Cloudera Navigator Audit is a tool that collects and consolidates audit records from several Hadoop services. It offers the ability to forward those events into a Kafka topic for downstream consumption.
This example reads audit events from a Kafka topic populated by Navigator Audit and writes them to Kudu. We have also added a HDFS filesystem output for the sake of showing how to handle writes to table partitions on HDFS, but this option comes with caveats (see below).
Audit events are written to Kafka by Navigator Audit as JSON strings. The Envelope pipeline reads this payload through a Kafka input, and then uses the Parse JSON deriver to convert the JSON messages into Dataset records.
The records are then processed by further Envelope derivers, which filter the records for each particular Hadoop service, and the results are forward to the corresponding outputs (Kudu and Filesystem).
This example also demonstrates the necessary configuration to run the Envelope job against a secured cluster. It contains all the required configurations to properly authenticate with Kerbero-enabled clusters.
If you’re running the example against a non-secured cluster, you will have to adjust the following Kafka setting in the configuration file:
-
parameter.security.protocol = SSL
(if TLS is enabled) -
parameter.security.protocol = PLAINTEXT
(if TLS is not enabled)
If authorization has been configured for your cluster you must ensure that the following privileges have been granted to the user who’s running the Envelope job:
-
Read privileges on the Kafka topic containing the audit events
-
Select and insert privileges on the Kudu table used for Kafka offset management
-
Insert privileges on the output Kudu tables (for the Kudu outputs)
-
Read and write permissions on the output HDFS directories (for the HDFS Filesystem outputs)
The example has been configured for a Kafka cluster with TLS encryption enabled. To run it successfully you will need a copy of the JKS truststore for the Kafka cluster, as well as the truststore password, which should be configured in the job configuration file.
If TLS is not being used for Kafka you need to adjust the following settings in the configuration file:
-
parameter.security.protocol = SASL_PLAINTEXT
(if Kerberos is enabled) -
parameter.security.protocol = PLAINTEXT
(if Kerberos is not enabled)
-
Create a directory for the Parquet tables, if it doesn’t already exist.

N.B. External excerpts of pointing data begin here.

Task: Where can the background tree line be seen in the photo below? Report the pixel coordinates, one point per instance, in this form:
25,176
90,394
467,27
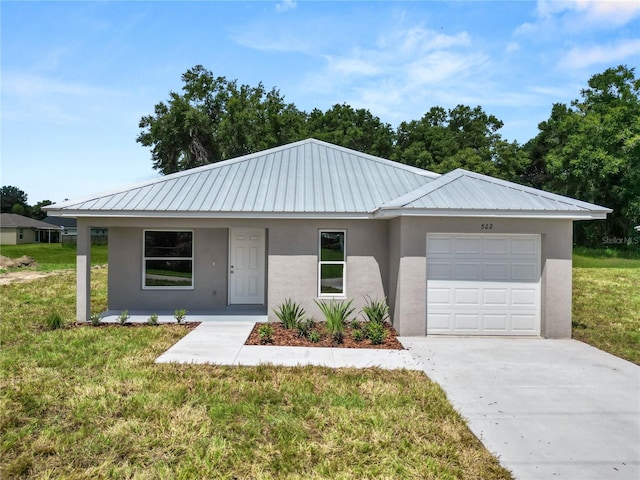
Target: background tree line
14,200
589,150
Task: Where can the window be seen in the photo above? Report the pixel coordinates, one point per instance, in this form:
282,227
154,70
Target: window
168,259
332,264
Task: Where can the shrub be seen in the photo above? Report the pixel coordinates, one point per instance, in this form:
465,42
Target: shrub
289,313
305,327
124,316
376,333
265,332
376,311
179,315
53,321
337,315
358,334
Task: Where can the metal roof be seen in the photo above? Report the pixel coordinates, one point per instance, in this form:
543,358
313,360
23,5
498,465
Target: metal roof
13,220
309,176
464,191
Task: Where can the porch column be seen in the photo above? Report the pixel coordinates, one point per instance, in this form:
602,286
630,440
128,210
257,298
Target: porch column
83,272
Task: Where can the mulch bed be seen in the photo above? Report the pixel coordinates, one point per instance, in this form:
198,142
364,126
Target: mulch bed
290,338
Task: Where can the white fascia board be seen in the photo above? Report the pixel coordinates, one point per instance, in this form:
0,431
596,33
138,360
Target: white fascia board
229,215
568,215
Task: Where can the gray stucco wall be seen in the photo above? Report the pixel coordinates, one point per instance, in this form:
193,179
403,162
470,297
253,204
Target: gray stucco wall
385,258
556,248
291,269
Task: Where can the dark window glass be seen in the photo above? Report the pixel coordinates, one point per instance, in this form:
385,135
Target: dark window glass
332,246
168,273
331,279
168,244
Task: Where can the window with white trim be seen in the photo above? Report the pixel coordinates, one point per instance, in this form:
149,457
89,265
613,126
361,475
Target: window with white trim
332,263
168,259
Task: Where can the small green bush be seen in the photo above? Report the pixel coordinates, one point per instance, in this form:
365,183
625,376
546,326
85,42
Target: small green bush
124,316
289,313
376,333
180,315
95,320
54,321
376,311
337,315
305,327
265,332
358,334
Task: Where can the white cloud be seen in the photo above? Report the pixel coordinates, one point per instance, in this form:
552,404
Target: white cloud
285,5
585,57
583,14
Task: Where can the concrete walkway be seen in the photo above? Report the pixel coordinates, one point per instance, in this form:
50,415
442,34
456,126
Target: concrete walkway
221,342
546,408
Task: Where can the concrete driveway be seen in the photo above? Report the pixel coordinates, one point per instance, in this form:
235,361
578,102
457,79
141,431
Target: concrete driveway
546,408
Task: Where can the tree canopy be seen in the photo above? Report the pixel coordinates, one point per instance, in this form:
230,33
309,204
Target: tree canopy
589,150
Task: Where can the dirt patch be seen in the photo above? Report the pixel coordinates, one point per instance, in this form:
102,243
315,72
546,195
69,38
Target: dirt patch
290,338
23,276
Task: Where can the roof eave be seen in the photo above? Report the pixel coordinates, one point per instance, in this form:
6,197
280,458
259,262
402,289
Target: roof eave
211,215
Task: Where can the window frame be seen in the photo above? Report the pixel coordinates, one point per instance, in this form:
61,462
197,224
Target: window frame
191,259
342,262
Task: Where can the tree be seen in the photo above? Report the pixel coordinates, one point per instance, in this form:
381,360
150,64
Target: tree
357,129
591,151
10,197
215,119
36,210
462,137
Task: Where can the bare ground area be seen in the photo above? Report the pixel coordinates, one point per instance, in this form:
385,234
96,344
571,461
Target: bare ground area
23,276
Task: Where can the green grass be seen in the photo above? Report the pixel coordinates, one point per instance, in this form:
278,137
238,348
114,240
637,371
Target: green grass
88,402
606,310
606,258
53,256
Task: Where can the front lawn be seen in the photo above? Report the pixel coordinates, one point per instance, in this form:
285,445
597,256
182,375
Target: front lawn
86,402
53,256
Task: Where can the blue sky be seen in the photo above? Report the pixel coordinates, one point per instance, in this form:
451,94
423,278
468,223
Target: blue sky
77,76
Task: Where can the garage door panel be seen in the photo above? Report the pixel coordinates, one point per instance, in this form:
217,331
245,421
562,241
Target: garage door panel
467,245
524,246
467,296
439,246
469,322
524,272
467,271
523,323
496,271
496,297
523,297
440,271
495,246
494,291
496,323
440,296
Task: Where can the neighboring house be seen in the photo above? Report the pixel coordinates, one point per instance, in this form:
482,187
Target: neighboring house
459,253
16,229
69,230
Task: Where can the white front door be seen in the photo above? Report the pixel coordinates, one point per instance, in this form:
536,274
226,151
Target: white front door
246,266
483,284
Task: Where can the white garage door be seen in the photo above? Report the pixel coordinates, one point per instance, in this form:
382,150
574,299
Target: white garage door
483,284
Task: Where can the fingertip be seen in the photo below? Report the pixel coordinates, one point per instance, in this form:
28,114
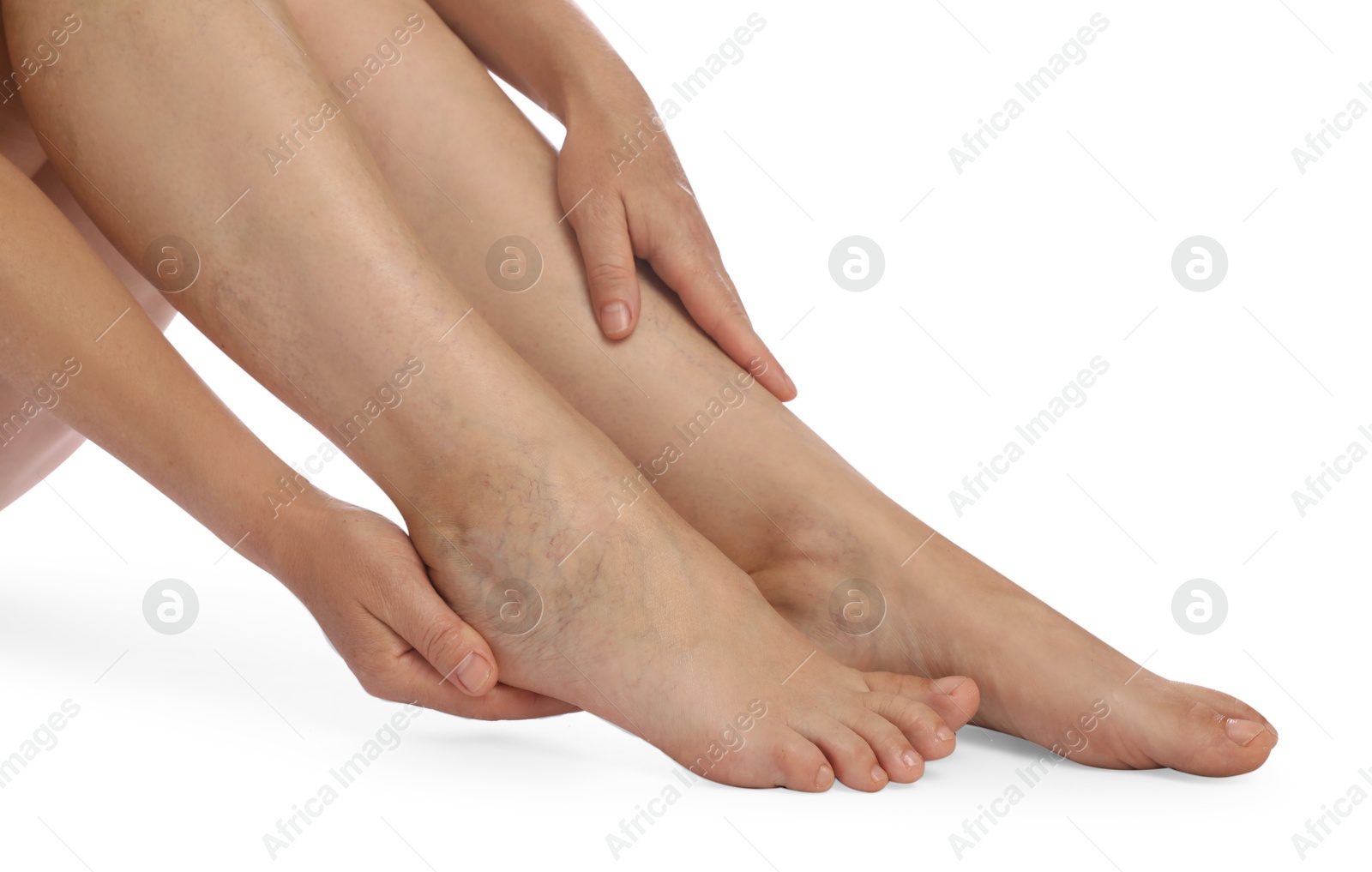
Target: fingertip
781,386
617,320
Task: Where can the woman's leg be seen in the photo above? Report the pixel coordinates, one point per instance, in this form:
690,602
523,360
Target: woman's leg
212,125
32,448
731,460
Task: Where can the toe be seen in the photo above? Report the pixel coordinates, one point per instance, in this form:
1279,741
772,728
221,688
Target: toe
797,764
895,752
1193,737
852,760
921,725
955,698
1227,705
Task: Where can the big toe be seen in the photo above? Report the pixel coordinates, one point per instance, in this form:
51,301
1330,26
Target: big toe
1207,734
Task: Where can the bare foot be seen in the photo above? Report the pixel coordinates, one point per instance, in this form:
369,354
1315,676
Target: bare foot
641,622
1040,677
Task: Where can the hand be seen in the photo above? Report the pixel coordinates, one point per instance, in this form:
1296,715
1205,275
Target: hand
626,195
360,578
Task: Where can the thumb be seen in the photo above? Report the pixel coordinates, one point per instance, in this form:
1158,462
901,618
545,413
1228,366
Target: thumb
603,236
452,646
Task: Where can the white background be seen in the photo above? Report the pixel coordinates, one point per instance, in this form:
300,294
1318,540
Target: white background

hdfs dfs -mkdir -p hdfs:///data/nav
Ensure the following permissions have been granted on this directory:
-
Read/write permissions for the user running the Envelope job
-
Read/write permissions for the
hive
group
-
-
Create the required Kudu and Parquet tables using the provided Apache Impala script:
impala-shell -f create_nav_tables.sql \ --var hdfs_base_dir=hdfs:///data/nav \ --verbose
-
Create partitions for the Kudu tables:
./add_kudu_partitions.sh > create_partitions.sql impala-shell --verbose -f create_partitions.sql
-
Create the required Kafka topic:
kafka-topics --zookeeper YOURZOOKEEPERHOSTNAME:2181 --create --topic nav-audit --partitions 4 --replication-factor 3
-
Configure Cloudera Navigator Audit to publish audit events to Kafka.
-
If running in a secured cluster, create a keytab file for the Kerberos principal that will run the example job. Ensure that the permissions of the keytab file are set to
400
. -
If running in a secured cluster, modify
jaas.conf
to set the correct values for thekeyTab
andprincipal
properties. Note thatKEYTABFILENAME
should be just the file name, not the full path. -
Modify
nav-audit.conf
, reviewing all the properties in thevars
section and updating them as per your environment. -
If running in a secured cluster, modify your corresponding submit shell script (see below) to update the
KERBEROS_KEYTAB
andKERBEROS_PRINCIPAL
variables. -
Run the example by submitting the Envelope application using the corresponding provided wrapper script:
-
For secured clusters:
-
That are running CDH6 or other Spark distributions:
./submit-secured.sh
-
That are running CDH5:
./submit-secured-cdh5.sh
-
-
For unsecured clusters:
-
That are running CDH6 or other Spark distributions:
./submit-unsecured.sh
-
That are running CDH5:
./submit-unsecured-cdh5.sh
-
-
In this section we go into a bit more details of the implementation of this example.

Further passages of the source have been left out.